The Leafs worked on drills Friday that had them coming out of their own zone in tighter five-man units. What they want to avoid is having large gaps of ice between the forwards and defencemen, which is what the Senators exposed so ruthlessly in 6-2 and 7-2 beatings this week. It doesn't get any easier Saturday night (7 p.m.) with an equally speedy team in the Canadiens (5-2-2).
"I thought we played very well against Montreal when they were in town," said Maurice, citing a 3-2 shootout loss to the Habs on Oct. 7. "I know we can handle their speed. The difference lately is that we're not showing any. When we played well earlier people were saying, 'I didn't know you guys were that fast.' We haven't heard that in the last week. That means we're not skating as hard as we can."
The Leafs hope to get right on top of the Montreal defencemen in their own zone, forcing them to make quick decisions with the puck. They also want to attack the Montreal net in numbers. It's all about not allowing the speedy Canadiens to get their flow going on their counter-attacks. They want to suffocate Montreal's transition game.
"Offensive zone play is as important defensively as defensive zone play," Peca said. "When you're positioned offensively to score goals you're also going to be in a defensive position. If they all of a sudden get a turnover you're in a position right away to allow your defencemen to step up and kill their opportunity that they may have coming through the neutral zone.
"That's where teams like Ottawa and Montreal thrive, is allowing them to skate through the neutral zone and build up that speed they get off the rush."
Canadiens head coach Guy Carbonneau has watched the video and knows where he wants his team Saturday, in the Toronto end putting pressure on a blue-line that hasn't looked very good.
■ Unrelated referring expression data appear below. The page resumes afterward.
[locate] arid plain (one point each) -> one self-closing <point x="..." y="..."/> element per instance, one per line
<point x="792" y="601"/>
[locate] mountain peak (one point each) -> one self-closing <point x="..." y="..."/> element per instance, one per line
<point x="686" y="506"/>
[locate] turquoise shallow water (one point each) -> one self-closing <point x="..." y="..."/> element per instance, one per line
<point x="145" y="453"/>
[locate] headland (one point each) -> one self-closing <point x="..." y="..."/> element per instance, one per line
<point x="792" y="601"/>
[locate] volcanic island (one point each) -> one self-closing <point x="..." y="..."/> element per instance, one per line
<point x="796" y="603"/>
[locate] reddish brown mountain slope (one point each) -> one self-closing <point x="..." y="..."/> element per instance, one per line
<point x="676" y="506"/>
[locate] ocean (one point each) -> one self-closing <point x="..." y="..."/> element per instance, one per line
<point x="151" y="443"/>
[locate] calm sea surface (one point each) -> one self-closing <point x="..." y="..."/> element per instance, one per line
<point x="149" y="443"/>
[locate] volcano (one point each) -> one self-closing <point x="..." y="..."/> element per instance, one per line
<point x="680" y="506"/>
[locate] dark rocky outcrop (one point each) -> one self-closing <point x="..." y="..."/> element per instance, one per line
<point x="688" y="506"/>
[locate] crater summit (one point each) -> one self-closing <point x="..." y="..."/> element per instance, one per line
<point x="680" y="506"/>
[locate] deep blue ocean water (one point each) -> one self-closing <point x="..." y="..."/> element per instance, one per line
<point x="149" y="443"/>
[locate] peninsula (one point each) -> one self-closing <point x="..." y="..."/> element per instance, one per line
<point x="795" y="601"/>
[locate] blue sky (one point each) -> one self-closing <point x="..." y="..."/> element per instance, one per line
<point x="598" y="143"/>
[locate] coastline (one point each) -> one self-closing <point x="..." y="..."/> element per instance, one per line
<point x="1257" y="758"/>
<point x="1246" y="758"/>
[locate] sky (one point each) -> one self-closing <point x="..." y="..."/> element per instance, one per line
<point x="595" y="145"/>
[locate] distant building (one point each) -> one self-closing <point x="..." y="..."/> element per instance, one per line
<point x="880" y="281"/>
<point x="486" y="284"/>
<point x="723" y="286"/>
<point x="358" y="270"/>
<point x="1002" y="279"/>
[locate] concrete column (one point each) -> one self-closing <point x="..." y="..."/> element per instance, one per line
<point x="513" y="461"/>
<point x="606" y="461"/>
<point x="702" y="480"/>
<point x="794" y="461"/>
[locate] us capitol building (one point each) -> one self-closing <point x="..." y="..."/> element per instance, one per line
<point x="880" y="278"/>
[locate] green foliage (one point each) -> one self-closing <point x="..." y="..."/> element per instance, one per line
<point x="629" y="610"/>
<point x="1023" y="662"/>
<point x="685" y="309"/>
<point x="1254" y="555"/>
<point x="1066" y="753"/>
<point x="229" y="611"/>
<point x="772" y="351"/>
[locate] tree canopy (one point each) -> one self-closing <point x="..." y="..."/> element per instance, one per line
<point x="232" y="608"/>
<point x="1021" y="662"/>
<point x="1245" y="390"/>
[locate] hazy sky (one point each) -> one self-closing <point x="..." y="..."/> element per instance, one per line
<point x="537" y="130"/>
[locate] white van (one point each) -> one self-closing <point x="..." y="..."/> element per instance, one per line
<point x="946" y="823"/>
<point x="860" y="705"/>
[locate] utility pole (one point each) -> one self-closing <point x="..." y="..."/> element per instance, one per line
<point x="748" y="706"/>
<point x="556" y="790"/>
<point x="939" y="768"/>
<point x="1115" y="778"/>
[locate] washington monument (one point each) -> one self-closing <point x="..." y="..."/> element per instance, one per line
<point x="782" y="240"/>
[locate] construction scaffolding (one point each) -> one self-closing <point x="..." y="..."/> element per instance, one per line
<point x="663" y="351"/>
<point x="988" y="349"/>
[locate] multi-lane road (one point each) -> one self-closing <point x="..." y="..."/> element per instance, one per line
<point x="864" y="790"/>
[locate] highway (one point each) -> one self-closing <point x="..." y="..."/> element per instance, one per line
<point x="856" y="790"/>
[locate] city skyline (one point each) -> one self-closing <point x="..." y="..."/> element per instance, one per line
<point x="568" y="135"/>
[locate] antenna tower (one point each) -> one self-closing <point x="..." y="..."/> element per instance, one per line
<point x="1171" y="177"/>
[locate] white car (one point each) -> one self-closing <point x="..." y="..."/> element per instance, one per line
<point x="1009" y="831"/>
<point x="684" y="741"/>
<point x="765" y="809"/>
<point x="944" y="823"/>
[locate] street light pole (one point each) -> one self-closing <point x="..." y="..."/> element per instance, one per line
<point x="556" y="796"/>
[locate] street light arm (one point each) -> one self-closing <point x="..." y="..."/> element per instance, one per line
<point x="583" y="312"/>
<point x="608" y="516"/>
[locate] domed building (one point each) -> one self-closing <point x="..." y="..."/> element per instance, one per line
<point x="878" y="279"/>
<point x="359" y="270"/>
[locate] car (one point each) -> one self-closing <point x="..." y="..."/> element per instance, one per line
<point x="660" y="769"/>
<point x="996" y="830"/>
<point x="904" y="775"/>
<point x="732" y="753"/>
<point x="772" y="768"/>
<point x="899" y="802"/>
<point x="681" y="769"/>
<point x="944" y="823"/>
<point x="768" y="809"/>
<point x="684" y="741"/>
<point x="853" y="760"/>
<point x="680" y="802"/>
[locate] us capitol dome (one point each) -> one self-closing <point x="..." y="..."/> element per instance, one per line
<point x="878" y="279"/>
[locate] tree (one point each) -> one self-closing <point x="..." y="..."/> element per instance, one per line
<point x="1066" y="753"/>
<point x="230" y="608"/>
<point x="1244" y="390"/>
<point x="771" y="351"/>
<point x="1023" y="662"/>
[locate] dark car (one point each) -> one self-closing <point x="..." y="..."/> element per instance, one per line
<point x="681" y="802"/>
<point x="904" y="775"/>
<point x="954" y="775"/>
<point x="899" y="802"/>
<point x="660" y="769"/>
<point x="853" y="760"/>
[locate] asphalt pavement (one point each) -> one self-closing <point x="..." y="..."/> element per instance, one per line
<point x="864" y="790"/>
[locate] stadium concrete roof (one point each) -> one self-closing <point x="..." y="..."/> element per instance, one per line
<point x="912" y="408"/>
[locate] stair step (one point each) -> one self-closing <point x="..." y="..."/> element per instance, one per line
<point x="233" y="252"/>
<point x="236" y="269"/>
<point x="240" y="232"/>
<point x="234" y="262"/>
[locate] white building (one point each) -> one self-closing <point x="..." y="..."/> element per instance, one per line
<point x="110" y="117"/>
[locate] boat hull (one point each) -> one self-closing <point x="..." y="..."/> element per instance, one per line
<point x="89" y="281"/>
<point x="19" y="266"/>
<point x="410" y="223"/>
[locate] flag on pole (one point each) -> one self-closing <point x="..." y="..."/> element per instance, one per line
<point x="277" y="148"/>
But he's also weary of a desperate Leafs team.
"They're struggling and they just had two big losses," Carbonneau said after Montreal's practice. "They'll be coming in and playing with some anger. But we have to take advantage of that as well and try to put them on their heels right away."
Toronto's problems, meanwhile, aren't limited to their defensive play. The Leafs' power play, their bread and butter last season, has slipped all the way down to 22nd overall in the NHL. Bad defence and a bad power play is a toxic combination.
"We've been struggling of late for sure," said star defenceman Bryan McCabe, who anchors the man advantage. "Special teams are a huge part of the game nowadays. We're not putting them in right now and that hurts the team."
McCabe and fellow blue-liner Tomas Kaberle have struggled at both ends of the ice of late, not what's expected of the two highly paid defencemen. McCabe ranked second in the NHL with 19 giveaways before games Friday night.
"We've got to be at our best every night and obviously the past couple of games we haven't been," said McCabe, who is earning US$7.15 million this season. "We are the veteran guys back there and we have to lead by example, especially with young guys in the lineup. It hasn't been good enough the last two nights and the both of us have to pick up our games."
The Leafs will likely give starting goalie Andrew Raycroft a rest Saturday. Backup J.S. Aubin told reporters after practice that he was starting although Maurice would not confirm that.
"I haven't made that decision yet," said Maurice.